For a decade Darrow led a revolution against the corrupt color-coded Society. Now, outlawed by the very Republic he founded, he wages a rogue war on Mercury in hopes that he can still salvage the dream of Eo. But as he leaves death and destruction in his wake, is he still the hero who broke the chains? Or will another legend rise to take his place?
Lysander au Lune, the heir in exile, has returned to the Core. Determined to bring peace back to mankind at the edge of his sword, he must overcome or unite the treacherous Gold families of the Core and face down Darrow over the skies of war-torn Mercury.
But theirs are not the only fates hanging in the balance.
On Luna, Mustang, Sovereign of the Republic, campaigns to unite the Republic behind her husband. Beset by political and criminal enemies, can she outwit her opponents in time to save him?
Once a Red refugee, young Lyria now stands accused of treason, and her only hope is a desperate escape with unlikely new allies.

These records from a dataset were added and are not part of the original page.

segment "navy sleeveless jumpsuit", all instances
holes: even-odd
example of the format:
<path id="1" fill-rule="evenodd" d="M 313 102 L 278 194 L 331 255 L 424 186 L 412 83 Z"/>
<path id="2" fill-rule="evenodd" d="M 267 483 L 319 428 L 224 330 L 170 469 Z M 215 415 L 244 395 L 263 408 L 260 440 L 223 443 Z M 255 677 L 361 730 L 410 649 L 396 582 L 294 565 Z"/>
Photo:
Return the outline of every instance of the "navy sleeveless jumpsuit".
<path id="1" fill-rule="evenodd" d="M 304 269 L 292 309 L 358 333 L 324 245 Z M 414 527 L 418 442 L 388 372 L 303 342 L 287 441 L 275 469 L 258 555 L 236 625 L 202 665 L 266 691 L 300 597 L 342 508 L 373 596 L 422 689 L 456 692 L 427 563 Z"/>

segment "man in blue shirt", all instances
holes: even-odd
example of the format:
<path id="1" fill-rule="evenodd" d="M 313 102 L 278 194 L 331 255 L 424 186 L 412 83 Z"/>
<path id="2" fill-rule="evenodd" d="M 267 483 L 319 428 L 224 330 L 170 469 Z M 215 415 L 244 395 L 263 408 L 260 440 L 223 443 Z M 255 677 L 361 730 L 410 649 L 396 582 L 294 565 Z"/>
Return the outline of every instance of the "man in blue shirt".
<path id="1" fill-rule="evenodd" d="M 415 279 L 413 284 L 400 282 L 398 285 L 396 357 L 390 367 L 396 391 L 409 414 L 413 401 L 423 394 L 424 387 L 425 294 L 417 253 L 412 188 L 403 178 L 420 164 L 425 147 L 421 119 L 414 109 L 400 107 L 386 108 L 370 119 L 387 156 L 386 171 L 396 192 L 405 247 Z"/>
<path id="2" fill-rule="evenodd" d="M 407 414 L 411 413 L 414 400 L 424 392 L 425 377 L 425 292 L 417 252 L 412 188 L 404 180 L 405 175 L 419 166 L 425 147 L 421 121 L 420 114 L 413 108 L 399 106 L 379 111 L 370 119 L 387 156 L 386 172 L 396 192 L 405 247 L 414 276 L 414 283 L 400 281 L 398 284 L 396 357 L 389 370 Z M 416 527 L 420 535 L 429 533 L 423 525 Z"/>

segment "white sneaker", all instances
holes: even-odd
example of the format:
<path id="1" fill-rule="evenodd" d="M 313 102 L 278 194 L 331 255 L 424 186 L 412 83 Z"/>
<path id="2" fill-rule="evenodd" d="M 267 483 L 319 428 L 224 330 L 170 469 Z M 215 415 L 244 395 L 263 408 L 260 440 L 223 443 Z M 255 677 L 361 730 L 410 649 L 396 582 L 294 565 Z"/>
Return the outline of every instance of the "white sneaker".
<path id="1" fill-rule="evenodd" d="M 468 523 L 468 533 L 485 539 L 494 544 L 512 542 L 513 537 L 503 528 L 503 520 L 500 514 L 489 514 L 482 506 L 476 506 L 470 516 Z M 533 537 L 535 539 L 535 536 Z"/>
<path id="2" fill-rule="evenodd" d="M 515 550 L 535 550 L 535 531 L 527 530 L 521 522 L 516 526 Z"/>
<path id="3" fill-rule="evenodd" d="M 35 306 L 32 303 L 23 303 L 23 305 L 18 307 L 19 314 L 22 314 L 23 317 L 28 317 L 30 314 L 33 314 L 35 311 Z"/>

Abducted by a new threat to the Republic, Pax and Electra, the children of Darrow and Sevro, must trust in Ephraim, a thief, for their salvation—and Ephraim must look to them for his chance at redemption.
As alliances shift, break, and re-form—and power is seized, lost, and reclaimed—every player is at risk in a game of conquest that could turn the Rising into a new Dark Age.
This book really takes its title seriously. It was a very, very dark book and probably the darkest of the series. It was a bit depressing. There is very little good or hope that comes out of this book, but there are perhaps a few threads that can be picked up in the next one. Several characters were brought back for this book that I think should have stayed gone, and several beloved characters exited as well. Daryl also does some incredibly stupid and out-of-characters things. Come to think of it, most all of the characters do out-of-character things. I think the author’s intent was probably to just shake everything up and keep the reading guessing, and in that regard, it does its job. There is certainly plenty of action, and it is very entertaining, but it is not fulfilling and I hope the next book does a better job. Also, I don’t understand at all why Lysander’s narrator was changed, as the prior one was much better.